In order to qualify for Chapter 7 bankruptcy, a debtor must pass the means test. The test is a two-step income and expense analysis that is very complicated to calculate. Our office will evaluate your situation to determine if you qualify for Chapter 7 bankruptcy protection. If you do not qualify for Chapter 7 bankruptcy, we will research other alternatives, such as Chapter 13 bankruptcy, to help you get the relief you need!

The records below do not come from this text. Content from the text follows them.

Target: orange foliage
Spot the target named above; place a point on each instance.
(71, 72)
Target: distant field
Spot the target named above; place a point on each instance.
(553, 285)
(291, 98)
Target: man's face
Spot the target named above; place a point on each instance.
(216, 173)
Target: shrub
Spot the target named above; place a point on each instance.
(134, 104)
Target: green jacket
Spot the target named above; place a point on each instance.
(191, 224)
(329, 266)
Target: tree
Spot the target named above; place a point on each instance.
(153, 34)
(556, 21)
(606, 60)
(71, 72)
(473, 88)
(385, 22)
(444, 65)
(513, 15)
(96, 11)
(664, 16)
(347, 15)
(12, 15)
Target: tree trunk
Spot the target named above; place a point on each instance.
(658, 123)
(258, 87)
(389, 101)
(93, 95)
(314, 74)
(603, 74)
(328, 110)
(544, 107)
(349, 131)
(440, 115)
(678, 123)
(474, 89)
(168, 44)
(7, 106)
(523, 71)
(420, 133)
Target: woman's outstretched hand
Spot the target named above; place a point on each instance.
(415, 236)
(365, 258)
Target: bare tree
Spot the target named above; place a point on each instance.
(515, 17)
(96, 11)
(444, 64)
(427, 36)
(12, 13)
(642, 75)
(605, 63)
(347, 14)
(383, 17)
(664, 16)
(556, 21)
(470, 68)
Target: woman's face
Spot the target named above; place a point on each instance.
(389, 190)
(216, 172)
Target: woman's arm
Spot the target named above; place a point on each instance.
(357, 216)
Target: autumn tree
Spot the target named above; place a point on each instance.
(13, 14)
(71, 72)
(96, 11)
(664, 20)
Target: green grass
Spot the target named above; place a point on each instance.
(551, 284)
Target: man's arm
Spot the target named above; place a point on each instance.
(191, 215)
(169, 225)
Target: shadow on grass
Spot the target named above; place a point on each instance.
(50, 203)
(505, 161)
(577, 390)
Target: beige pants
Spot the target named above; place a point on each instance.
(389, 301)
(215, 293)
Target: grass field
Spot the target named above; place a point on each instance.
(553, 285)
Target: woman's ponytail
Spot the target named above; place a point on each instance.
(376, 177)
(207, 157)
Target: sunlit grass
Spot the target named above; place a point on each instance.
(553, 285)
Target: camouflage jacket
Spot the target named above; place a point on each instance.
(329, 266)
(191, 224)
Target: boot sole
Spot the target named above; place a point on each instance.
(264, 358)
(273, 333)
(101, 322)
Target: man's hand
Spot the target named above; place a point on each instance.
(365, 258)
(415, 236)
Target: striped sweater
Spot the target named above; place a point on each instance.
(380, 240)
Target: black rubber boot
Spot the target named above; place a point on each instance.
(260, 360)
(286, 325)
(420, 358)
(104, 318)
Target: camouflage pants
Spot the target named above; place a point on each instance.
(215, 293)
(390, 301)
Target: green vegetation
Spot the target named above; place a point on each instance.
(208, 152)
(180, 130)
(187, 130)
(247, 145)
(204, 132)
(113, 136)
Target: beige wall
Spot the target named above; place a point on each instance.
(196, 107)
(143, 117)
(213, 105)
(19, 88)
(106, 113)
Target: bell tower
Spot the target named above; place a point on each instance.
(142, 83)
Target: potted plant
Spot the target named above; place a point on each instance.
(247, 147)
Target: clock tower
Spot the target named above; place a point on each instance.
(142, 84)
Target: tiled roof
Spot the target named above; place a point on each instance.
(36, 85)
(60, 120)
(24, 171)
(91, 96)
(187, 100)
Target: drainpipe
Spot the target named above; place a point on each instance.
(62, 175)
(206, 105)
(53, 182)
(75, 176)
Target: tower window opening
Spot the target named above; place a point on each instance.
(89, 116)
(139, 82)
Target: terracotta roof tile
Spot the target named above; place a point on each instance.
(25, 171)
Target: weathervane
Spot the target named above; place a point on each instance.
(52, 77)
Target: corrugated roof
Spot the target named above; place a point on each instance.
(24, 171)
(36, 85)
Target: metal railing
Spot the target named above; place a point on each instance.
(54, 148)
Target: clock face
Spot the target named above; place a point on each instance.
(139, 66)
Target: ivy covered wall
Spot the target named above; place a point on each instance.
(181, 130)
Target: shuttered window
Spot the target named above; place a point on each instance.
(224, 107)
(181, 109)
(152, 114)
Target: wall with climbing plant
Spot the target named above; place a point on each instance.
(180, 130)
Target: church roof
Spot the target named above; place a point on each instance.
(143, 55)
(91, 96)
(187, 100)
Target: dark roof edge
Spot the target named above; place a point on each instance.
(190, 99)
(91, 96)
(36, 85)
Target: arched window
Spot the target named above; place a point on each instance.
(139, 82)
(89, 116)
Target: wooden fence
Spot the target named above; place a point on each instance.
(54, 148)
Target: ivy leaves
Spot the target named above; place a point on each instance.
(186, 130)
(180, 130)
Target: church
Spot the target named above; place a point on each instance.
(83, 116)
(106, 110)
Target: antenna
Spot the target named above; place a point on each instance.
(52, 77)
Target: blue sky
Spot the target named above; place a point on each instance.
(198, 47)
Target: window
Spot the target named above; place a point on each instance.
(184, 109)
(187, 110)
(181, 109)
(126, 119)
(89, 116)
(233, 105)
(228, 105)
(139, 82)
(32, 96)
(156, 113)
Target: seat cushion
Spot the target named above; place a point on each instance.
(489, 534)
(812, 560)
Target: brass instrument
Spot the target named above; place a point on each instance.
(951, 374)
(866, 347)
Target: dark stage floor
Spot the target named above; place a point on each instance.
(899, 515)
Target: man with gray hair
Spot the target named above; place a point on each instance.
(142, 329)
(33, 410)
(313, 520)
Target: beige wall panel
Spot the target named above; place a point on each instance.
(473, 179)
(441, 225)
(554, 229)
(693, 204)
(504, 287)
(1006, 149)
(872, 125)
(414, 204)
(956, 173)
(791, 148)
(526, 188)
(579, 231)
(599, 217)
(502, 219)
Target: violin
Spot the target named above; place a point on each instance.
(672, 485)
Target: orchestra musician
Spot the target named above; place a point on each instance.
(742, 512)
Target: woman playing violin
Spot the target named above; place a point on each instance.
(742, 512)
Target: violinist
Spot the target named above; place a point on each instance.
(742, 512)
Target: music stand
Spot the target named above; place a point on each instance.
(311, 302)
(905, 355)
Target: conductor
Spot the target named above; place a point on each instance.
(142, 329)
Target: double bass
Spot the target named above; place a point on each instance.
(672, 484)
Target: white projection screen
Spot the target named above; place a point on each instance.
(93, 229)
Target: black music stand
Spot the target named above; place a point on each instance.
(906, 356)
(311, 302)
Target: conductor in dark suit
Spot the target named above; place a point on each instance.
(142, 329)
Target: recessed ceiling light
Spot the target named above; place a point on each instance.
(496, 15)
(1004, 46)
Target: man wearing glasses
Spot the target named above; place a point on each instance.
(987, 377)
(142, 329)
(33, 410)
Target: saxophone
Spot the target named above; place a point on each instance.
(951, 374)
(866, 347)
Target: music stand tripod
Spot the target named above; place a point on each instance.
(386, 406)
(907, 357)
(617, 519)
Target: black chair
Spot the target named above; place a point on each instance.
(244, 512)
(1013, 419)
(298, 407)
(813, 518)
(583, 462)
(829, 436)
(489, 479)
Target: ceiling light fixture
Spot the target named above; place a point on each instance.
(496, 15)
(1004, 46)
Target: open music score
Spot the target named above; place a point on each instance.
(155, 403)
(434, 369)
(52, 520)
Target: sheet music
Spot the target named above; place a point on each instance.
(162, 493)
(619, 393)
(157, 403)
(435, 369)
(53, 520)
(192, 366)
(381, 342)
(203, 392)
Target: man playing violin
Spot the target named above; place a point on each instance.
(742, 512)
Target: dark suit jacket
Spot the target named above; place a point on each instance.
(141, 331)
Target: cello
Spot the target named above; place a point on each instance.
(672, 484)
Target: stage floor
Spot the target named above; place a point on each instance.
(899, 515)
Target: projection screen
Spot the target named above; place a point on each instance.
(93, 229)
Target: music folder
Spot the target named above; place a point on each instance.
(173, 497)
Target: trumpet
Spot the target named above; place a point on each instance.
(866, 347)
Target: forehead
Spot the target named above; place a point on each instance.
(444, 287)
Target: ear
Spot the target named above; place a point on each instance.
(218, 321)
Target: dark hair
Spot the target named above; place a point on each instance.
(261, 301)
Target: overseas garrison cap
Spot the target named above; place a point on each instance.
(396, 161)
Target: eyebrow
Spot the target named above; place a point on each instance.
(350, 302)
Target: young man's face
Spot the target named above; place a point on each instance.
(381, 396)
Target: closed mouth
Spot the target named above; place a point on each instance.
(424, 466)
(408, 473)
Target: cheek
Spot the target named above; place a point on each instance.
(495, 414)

Chapter 13 bankruptcy relief allows a debtor the opportunity to pay off debts through a payment plan over a period of three to five years. Through filing a Chapter 13 bankruptcy petition, a debtor can keep all non-exempt property that would have been liquidated by a Chapter 7 trustee – usually a home or car. One of the main benefits of Chapter 13 bankruptcy is that the debtor is usually only required to pay back ten percent of his/her unsecured debt, with no interest or late fees accruing as long as he/she continues to make payments through the agreed upon plan. A debtor can also utilize the Chapter 13 option when he or she is behind on mortgage or car payments, to stop foreclosure proceedings, to get his/her license reinstated if it has been suspended for past due parking tickets, to potentially reduce the balance on a second mortgage if the property is under water, or to potentially reduce the balance on a car he/she has been financing for more than two and a half years. Once the plan is completed, the debtor will receive a discharge of debts and will be able to keep his or her property. The Chapter 13 bankruptcy is designed for people who have a continual income, equity in their home or vehicles, have previously filed for Chapter 7 bankruptcy within the past seven years, or are not eligible to file for Chapter 7 bankruptcy.